En attendant, ce père de famille continue de porter le poids d’une justice qui, aux yeux de beaucoup, semble parfois inverser les rôles : punir celui qui veut protéger plutôt que ceux qui agressent.
Cette affaire invite chacun à s’interroger : dans un monde où la criminalité évolue, comment adapter nos réponses collectives sans sacrifier nos principes fondamentaux ? La question reste posée, et les habitants de Rochefort, comme tant d’autres, attendent des réponses concrètes.
Le débat sur la sécurité citoyenne ne fait que commencer. Il touche à l’essence même du contrat social : l’État protège-t-il efficacement ses citoyens ? Et si ce n’est pas le cas, quelle marge de manœuvre leur laisse-t-il ? Les prochains développements judiciaires dans ce dossier seront suivis avec attention par tous ceux qui aspirent à vivre dans un environnement serein.
En définitive, au-delà des qualifications pénales, c’est toute une réflexion sur la place de l’individu face à l’insécurité qu’il convient d’engager.

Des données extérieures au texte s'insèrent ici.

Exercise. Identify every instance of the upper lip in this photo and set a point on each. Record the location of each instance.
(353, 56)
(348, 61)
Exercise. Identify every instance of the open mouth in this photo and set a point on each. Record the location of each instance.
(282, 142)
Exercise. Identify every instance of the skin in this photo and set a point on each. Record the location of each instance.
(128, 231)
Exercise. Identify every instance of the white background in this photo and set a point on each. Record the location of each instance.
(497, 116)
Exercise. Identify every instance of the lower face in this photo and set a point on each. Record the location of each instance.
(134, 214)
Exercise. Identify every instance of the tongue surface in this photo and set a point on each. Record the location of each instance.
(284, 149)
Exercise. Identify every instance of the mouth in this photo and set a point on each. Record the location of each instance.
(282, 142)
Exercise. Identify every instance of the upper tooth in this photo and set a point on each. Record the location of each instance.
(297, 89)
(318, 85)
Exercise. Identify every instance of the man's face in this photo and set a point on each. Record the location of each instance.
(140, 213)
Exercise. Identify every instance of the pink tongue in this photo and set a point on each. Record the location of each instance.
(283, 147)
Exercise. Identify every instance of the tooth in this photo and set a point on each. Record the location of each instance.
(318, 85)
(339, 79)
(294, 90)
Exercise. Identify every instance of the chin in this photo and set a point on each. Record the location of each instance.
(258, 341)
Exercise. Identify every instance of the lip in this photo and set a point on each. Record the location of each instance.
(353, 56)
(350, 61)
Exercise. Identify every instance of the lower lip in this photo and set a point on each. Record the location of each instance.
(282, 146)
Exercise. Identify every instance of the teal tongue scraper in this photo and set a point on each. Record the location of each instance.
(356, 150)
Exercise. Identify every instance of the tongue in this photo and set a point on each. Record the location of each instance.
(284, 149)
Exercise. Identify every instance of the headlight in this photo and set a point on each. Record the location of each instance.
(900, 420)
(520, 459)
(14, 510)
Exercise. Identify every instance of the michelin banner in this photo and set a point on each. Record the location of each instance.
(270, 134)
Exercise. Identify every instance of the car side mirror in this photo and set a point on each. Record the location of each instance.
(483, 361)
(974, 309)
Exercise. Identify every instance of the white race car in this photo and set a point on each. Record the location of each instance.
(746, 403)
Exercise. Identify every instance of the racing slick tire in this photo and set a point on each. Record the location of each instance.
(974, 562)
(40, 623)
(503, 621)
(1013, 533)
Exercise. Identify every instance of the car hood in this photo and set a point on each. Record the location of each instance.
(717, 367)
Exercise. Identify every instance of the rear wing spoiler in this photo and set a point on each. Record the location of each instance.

Les familles belges méritent mieux qu’une insécurité chronique ou une répression mal orientée. Elles méritent une véritable politique de sécurité qui réconcilie efficacité et libertés.
Cette affaire, bien que locale, résonne nationalement et invite à une prise de conscience collective. Protéger son foyer ne devrait pas devenir un acte risqué, mais un droit naturel soutenu par la société tout entière.